BAB 1

78.5K 5.1K 218
                                    

Waktu masih menunjukkan pukul setengah tujuh pagi ketika Amelia menyibak tirai jendela. Seberkas cahaya merembes masuk ke ruangan itu. Amelia menghampiri ranjang di mana putranya terlelap. Dengan gerakan pelan, dielusnya puncak kepala Arkan yang masih terbuai mimpi. Surai hitam legam itu terasa lembut ketika menyentuh telapak tangan Amelia, membuat Amelia tidak mampu menahan senyum.

Tidur anak laki-lakinya begitu damai. Amelia tidak tega membangunkannya.
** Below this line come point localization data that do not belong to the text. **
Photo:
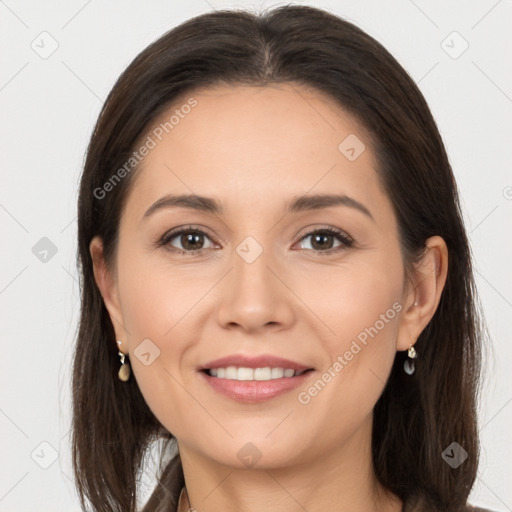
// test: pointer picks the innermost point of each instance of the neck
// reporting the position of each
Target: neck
(340, 480)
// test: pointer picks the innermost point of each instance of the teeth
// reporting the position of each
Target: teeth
(234, 373)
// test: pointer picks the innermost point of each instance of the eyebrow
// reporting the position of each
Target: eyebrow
(296, 205)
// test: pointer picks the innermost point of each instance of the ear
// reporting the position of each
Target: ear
(107, 284)
(423, 294)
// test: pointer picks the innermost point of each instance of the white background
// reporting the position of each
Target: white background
(48, 110)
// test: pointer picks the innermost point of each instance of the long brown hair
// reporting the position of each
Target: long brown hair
(112, 425)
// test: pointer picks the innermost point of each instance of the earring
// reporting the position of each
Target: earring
(124, 371)
(409, 364)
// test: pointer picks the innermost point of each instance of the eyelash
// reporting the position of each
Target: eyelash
(347, 242)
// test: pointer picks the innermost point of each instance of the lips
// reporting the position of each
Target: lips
(254, 391)
(261, 361)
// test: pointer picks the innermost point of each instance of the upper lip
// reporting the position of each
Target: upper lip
(260, 361)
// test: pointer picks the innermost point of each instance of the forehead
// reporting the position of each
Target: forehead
(243, 144)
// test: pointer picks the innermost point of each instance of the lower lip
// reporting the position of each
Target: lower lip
(255, 391)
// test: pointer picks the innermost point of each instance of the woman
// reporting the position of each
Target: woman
(276, 279)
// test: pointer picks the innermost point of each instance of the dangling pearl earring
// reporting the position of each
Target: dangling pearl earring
(409, 364)
(124, 371)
Ditatapnya paras rupawan sang buah hati. Hidungnya yang mancung. Bulu mata lentiknya yang, apabila kelopaknya terbuka, akan memayungi mata bulatnya yang indah dengan binarnya yang cerah. Bibir tipisnya yang berisi dan berwarna merah muda cerah. Dia begitu tampan, persis seperti ayahnya, Amelia membatin. Setiap kali memandangi Arkan, tidak bisa tidak, Amelia akan membandingannya dengan mantan suaminya.

Arkan baru menginjak usia empat tahun, dua minggu yang lalu. Putranya tidak seperti anak kebanyakan. Arkan terlalu pendiam dan justru lebih suka menyendiri. Terkadang Amelia dibuat takut melihat anak laki-lakinya yang tampak enggan berinteraksi dengan orang lain atau teman sebayanya. Mungkin itu juga disebabkan Arkan belum bisa berbicara sefasih anak-anak seusianya. Kalimat-kalimat yang dilontarkannya belum sempurna, tidak begitu jelas, sehingga sukar dipahami orang lain. Kata-katanya lebih terdengar seperti gumaman. Mungkin itulah yang menjadi penyebab Arkan tidak percaya diri.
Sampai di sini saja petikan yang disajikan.